Надо, впрочем, заметить, что подагричность суставов не уменьшает скорости расшифровки-распечатки семени-символов-буквочек-строчечек.
Ай да Ира, ай да... Правды ради, придется признаться (ох уж эта моя щепетильность-честность-искренность), что опус сей, и в немалой мере его несколько
тоскливо-игриво-похабный тон, равно как и стиль, претендующий на новый (не знаю, как с эпитетом «сладостный», не берусь, не берусь), должны благодарить
за свое появление В.А. любимого, ностальгически в соплях читаемого-проживаемого и прочая и прочая. Долг отдан, с ним была лисица такова.

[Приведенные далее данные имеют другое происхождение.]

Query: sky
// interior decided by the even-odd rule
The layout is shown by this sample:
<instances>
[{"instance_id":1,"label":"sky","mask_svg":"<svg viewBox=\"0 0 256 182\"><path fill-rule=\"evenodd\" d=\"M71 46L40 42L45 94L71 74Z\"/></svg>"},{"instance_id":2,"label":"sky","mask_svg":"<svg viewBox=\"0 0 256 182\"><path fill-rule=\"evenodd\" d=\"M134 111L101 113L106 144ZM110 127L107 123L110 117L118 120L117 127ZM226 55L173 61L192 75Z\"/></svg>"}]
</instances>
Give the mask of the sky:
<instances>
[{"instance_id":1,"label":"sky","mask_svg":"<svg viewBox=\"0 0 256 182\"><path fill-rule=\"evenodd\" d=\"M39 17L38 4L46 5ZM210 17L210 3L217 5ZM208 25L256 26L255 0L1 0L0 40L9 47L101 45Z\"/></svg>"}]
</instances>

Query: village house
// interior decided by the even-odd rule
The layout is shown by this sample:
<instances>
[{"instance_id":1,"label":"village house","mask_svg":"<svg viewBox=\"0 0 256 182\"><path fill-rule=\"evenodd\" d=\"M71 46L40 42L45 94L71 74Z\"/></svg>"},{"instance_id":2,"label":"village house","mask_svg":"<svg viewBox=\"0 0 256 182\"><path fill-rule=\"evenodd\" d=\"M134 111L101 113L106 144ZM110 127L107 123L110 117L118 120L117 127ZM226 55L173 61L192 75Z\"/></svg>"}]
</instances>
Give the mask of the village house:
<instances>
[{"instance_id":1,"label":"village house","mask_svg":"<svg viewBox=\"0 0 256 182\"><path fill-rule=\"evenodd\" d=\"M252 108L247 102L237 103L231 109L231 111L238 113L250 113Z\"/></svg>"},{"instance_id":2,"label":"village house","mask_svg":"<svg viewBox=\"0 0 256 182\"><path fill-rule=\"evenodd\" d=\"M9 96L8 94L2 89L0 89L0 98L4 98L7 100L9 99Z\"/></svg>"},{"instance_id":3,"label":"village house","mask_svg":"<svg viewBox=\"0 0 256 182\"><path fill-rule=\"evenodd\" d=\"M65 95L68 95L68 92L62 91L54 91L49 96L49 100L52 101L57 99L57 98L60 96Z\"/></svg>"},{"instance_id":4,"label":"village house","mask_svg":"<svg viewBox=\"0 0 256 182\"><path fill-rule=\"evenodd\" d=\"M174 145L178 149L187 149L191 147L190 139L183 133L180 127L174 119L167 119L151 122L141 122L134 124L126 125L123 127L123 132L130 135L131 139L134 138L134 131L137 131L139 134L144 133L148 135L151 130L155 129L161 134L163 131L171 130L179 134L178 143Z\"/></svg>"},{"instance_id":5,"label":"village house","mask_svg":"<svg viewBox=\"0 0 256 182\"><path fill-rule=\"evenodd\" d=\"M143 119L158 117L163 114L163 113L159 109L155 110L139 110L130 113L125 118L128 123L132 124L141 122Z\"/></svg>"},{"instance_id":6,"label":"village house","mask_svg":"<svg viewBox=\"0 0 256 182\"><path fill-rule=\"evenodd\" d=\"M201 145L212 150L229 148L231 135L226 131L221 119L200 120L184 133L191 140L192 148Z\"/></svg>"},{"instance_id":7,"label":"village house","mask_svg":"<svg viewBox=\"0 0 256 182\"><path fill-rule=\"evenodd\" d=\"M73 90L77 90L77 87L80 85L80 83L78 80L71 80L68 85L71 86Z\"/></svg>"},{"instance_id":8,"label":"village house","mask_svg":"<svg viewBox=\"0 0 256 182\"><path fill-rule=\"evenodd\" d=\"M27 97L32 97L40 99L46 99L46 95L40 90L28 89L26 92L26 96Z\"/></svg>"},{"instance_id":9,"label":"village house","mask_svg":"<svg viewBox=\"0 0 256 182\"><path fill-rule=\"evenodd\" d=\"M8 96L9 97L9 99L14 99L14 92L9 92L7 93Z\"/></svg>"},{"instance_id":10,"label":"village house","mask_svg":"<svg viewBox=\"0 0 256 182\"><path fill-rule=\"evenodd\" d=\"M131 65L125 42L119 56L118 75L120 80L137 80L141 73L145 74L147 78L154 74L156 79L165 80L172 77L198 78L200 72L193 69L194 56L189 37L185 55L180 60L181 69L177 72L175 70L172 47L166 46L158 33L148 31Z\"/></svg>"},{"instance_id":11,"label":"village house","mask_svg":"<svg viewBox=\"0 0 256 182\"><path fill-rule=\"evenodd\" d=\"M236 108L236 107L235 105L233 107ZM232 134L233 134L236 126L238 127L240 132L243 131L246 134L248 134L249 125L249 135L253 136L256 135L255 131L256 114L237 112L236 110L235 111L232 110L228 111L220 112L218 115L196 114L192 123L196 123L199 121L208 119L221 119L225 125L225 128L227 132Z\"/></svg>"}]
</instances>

Однако, чтобы больше не возвращаться к этой теме, несколько соображений, точнее, вопросов (к самой себе? в пространство?) о природе влияний
(ах, опять эта жидкость со специфическим запахом). Что же влил в меня (в некие мои каналы, если не сказать – в одну жаждущую трубу) вышеозначенный В.А.,
и что использовал он в качестве инструмента влияния (ах, отбросим, наконец, пошлые (почему же пошлые?) ассоциации!). Да ничего он не использовал,
все его инструменты давно распростерлись по эфирам; проплывая по волнам астрало-ментальных хлябей, ухватываются жаждущими умами (каналами)
со времен четырнадцатого агента и начинают в них свою несокрушимую,
отдельную от источника, жизнь, раскручивая ситуации и оценки ситуаций,
а значит – поступки, в угодную себе сторону.
Вот и моя невыносимая легкость, законопаченная и отяжеловесившаяся от забивания ею мировоззренческих гвоздей, встрепенулась и стала с
радостными матами выдергивать из своих сладостно (sic!) беззащитных щелей коноплю (это всего лишь то, чем законопачивают, но какой оборот!)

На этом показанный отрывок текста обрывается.